Wed Jun 14 10:11:43 UTC 2017

On 13/06/17 16:00, Ilia Mirkin wrote:
> On Tue, Jun 13, 2017 at 8:47 AM, Martin Peres <martin.peres at free.fr> wrote:
>>
>>
>> On 13/06/17 15:43, Ilia Mirkin wrote:
>>>
>>> On Tue, Jun 13, 2017 at 8:18 AM, Roland Scheidegger <sroland at vmware.com>
>>> wrote:
>>>>
>>>> Am 13.06.2017 um 08:57 schrieb Karol Herbst:
>>>>>
>>>>> On Tue, Jun 13, 2017 at 2:17 AM, Roland Scheidegger <sroland at vmware.com>
>>>>> wrote:
>>>>>>
>>>>>> I am actually also thinking this should be different.
>>>>>>
>>>>>> e.g. imho MAD means the operation can be either fused or unfused.
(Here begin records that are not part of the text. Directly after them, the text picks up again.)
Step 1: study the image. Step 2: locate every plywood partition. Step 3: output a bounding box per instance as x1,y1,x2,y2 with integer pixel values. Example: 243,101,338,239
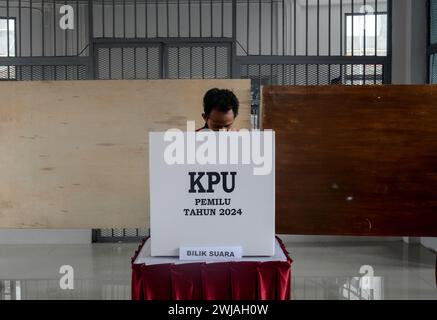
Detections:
0,80,250,228
262,86,437,236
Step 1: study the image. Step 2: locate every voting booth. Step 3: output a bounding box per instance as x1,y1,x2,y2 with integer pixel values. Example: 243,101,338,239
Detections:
132,130,292,300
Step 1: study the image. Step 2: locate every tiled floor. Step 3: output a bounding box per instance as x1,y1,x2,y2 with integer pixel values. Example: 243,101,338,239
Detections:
0,242,437,300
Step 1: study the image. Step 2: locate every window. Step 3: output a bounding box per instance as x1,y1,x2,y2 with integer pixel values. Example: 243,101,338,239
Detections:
0,18,15,80
346,12,387,56
344,12,388,85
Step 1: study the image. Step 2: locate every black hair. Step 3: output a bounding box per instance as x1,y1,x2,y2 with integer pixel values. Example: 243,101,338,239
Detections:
203,88,240,117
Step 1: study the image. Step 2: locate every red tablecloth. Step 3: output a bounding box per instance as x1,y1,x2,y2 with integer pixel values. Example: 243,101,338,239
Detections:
132,238,293,300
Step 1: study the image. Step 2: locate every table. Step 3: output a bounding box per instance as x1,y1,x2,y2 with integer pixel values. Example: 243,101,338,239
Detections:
131,237,293,300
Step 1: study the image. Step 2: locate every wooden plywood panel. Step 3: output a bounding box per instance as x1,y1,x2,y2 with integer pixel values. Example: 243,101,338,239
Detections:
263,86,437,236
0,80,250,228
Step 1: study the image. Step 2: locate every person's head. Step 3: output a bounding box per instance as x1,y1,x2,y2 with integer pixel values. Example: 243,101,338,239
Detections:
202,88,239,131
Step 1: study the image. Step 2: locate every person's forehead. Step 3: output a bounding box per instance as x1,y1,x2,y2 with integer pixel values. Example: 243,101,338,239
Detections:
209,109,234,125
>>>>>> This is the "traditional" definition of MAD - opencl for instance will
>>>>>> follow this too, albeit this isn't mentioned in the gallium docs (it
>>>>>> probably should be).
>>>>>> (OpenCL says: "Whether or how the product of a * b is rounded and how
>>>>>> supernormal or subnormal intermediate products are handled is not
>>>>>> defined. mad is intended to be used where speed is preferred over
>>>>>> accuracy.")
>>>>>> I think doing something different here in gallium can only lead to
>>>>>> madness long term - glsl doesn't have mad in the first place, and as
>>>>>> far
>>>>>> as I can tell d3d10 is ok with fused/unfused mad too (the docs stating
>>>>>> "Fused operations (such as mad, dp3) produce results that are no less
>>>>>> accurate than the worst possible serial ordering of evaluation of the
>>>>>> unfused expansion of the operation.")
>>>>>>
>>>>>> This means that mul+add cannot be fused anywhere to a mad if precise is
>>>>>> specified, and therefore you should never have to worry about doing a
>>>>>> fused or unfused mul/add in the driver with a mad - it's enough if you
>>>>>> just don't fuse mul+add in the driver itself (if you can't do unfused
>>>>>> mad).
>>>>>>
>>>>>> Roland
>>>>>>
>>>>>
>>>>> well there is a TGSI peephole doing this mul+add=>mad optimisation,
>>>>> because it isn't wrong, because mad != fma and mul+add==mad, but on
>>>>> Fermi+ Nvidia hardware there is no mad, only fma and because mad != fma,
>>>>> we need to split it up again.
>>>>>
>>>>> So either TGSI doesn't merge it if the Instruction is flagged as precise
>>>>> (which
>>>>> it is in those tests mentioned) allthough it is correct, or we lower
>>>>> something in
>>>>> the driver, because the Instruction isn't supported by the hardware all
>>>>> along.
>>>>
>>>>
>>>> Yes, I think the TGSI peephole shouldn't merge mul+add to mad with
>>>> precise. You say this isn't wrong, but imho it clearly is, because noone
>>>> ever said MAD can't be a fused add - it is multiply + add, yes, but if
>>>> there's intermediate rounding or not isn't specified. FWIW gallivm code
>>>> also assumes this, and will use llvm.fmuladd for implementation (which
>>>> is exactly the same "mul+add" story as opencl mad, and will use fma on
>>>> cpus supporting it and separate mul+add otherwise, save some bugs in
>>>> older llvm versions apparently).
>>>> So we should just clarify that in the tgsi docs - mad is multiply + add,
>>>> with undefined intermediate rounding, it can be a fused mul+add or an
>>>> unfused one (technically it could also be something in-between I suppose
>>>> since the apis just specify the accuracy isn't worse than a unfused
>>>> multiply + add). Every driver gets to use what it can do fastest for it,
>>>> and because there's no specified intermediate rounding for it, precise
>>>> doesn't change anything there.
>>>>
>>>> That's at least my opinion what TGSI_OPCODE_MAD should be (of course,
>>>> older gpus always used unfused mad, but this wasn't a requirement).
>>>
>>>
>>> BTW, irrespective of how this conversation turns out, I think it's a
>>> good idea to split MAD into mul + add in the nv50 backend on input,
>>> unconditionally.
>>
>>
>> I seem to remember that using MAD introduced a performance regression on my
>> nv86 for some benchmarks. I will need to get the setup working again for
>> mesa testing.
> 
> It did, but on Fermi or Kepler, I thought. Using IMAD is apparently
> not a great idea. But that's entirely separate from what's in the
> TGSI.

Oh, right, it may have been on my nvd9.